Moving race is long-shot proposition

Future: Maryland law would make it extremely difficult for Magna to take the Preakness out of state, but some in the industry concede such a scenario is possible.

Preakness Stakes

May 14, 2004|By John Eisenberg | John Eisenberg,SUN STAFF

Imagine a television commentator welcoming viewers to a broadcast of "this year's Preakness Stakes, historic second jewel of horse racing's Triple Crown, coming to you live from Santa Anita Park in sunny Southern California!"

Could such a vision of the apocalypse, Baltimore style, ever come to pass?

"Is it possible? Sure, it's possible," said Tom McDonough, chairman of the Maryland Racing Commission.

Likely?
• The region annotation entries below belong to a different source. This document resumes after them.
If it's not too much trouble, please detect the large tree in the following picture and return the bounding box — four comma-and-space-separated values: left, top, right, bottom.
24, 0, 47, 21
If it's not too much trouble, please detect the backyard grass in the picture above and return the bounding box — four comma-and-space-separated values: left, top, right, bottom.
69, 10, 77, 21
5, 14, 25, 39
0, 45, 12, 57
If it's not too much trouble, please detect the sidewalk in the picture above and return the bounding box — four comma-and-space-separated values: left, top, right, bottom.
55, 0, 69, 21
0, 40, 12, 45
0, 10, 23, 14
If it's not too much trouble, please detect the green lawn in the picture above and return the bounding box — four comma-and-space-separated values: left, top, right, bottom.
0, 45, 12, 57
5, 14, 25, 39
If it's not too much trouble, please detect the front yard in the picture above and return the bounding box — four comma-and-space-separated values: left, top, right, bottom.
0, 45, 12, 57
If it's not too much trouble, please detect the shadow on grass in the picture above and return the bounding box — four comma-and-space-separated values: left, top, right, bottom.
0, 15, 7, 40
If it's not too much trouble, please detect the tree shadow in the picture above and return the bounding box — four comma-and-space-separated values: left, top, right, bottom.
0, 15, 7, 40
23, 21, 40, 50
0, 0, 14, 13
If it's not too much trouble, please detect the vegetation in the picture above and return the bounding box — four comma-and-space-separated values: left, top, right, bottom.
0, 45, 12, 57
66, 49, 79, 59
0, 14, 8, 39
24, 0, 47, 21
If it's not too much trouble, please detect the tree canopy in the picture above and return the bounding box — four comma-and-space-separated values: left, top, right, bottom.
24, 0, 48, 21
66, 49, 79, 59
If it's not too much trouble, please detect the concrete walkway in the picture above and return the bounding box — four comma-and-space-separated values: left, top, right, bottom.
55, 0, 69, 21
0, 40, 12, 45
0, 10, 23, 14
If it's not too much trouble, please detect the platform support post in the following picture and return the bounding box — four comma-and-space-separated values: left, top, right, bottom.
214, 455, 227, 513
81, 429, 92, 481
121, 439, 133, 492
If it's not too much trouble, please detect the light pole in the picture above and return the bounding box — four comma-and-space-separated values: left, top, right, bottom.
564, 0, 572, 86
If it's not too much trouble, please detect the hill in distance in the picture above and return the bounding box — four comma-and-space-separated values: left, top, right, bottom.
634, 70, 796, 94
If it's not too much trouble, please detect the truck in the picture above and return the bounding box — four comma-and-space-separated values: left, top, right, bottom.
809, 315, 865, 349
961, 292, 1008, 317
No, said McDonough, placing faith in Frank Stronach, chairman of Magna Entertainment Corp., the Canadian company that owns the Preakness and Maryland's two thoroughbred tracks, Pimlico Race Course and Laurel Park.

"Pimlico will always be around," Stronach told The Sun on Wednesday. "The Preakness will always be at Pimlico."

McDonough, a Towson lawyer, said, "I think Frank Stronach is a man of integrity, and I don't think he has any intention of moving the Preakness."

No major American sports event held annually in the same city has ever moved; many have shifted to new stadiums or different suburbs of the same city, but not a new city or state.

Citing that history, many racing industry participants and observers don't expect the Preakness' colts to leave town, unlike the Baltimore Colts, the NFL franchise owner Robert Irsay moved to Indianapolis 20 years ago.

But they concede a plausible scenario for the race's departure exists as Maryland racing struggles in competition with neighboring states with slot machines at their racetracks, while politicians here continue to wrangle over legalizing slots.

Magna, which owns 15 tracks, could move the race to Santa Anita, Gulfstream Park in South Florida, Lone Star Park in Texas or any of its tracks without violating Maryland state law instituted to keep the race here.

"They could do it. They have the leverage," said Alan Foreman, general counsel of the Maryland Thoroughbred Horseman's Association.

The state law gives Maryland the power to effectively put out of business here any entity that sells or moves the race, and also match any offer to buy the race.

But those safeguards wouldn't stop Magna if it were to move the Preakness as part of a decision to close Pimlico and sacrifice its Maryland operations.

"If they wanted to close up Pimlico and move the race, I don't see anything in the law that would prohibit them," said Bruce Spizler, an assistant state attorney general and legal counsel to the racing commission.

Magna paid $117 million for the Maryland racing franchise in 2002, so giving up here seems highly unlikely.

"But the world has seen a lot of changes that at one time seemed bizarre," McDonough said. "There's no telling what could happen three, five, seven years down the line."

The idea of Magna's closing Pimlico and moving the Preakness seems unlikely now with Stronach's "solemn commitment" to keep the race here and upgrade the track.

"I believe he is 100 percent sincere," said Maryland Jockey Club president and CEO Joe De Francis, who sold a controlling interest to Stronach.

Stronach, 71, owns horses as well as tracks; he has spent millions to buy and breed top thoroughbreds.

Although Magna has been criticized for failing to follow through on plans to upgrade some of its tracks, "Stronach is very devoted to the industry and understands the historical significance of the Preakness," Foreman said. "When he says it's not going to be moved, I take his word on that."

But what about the potential demise of Maryland racing, which could affect the Preakness? Though also still farfetched, it is sounding less bizarre as the state loses customers, gambling dollars and horses to tracks in Delaware and West Virginia, where slots are legal.

If Pennsylvania lawmakers approve a massive slots package next month, Maryland would be almost surrounded by states with slots at their tracks, with Virginia the only exception.

"My concern is not whether the Preakness stays, but whether Pimlico can actually stay in business," said Tom Bowman, president of the Maryland Horse Breeders' Association. "In a market obviously under onslaught from everyone else, where purses have gone down and the quality of horses has gone down, how long can [Magna] continue to provide two quality tracks and a training facility [in Bowie]?"

Facility is no jewel

To those outside the state, the clearest sign of Maryland's struggles is the condition of Pimlico, which is lagging behind that of the other Triple Crown tracks. Churchill Downs in Louisville, Ky., the site of the Kentucky Derby, is undergoing a $121 million facelift. Belmont Park in Elmont, N.Y., site of the Belmont Stakes, remains one of racing's signature venues.

Pimlico looks tired by comparison, and that is affecting the reputation of the Preakness, which dates to 1873.

"The Preakness does seem like it is, while not in jeopardy, certainly straining right now. Something has to change," said Tom Meeker, chairman of Churchill Downs.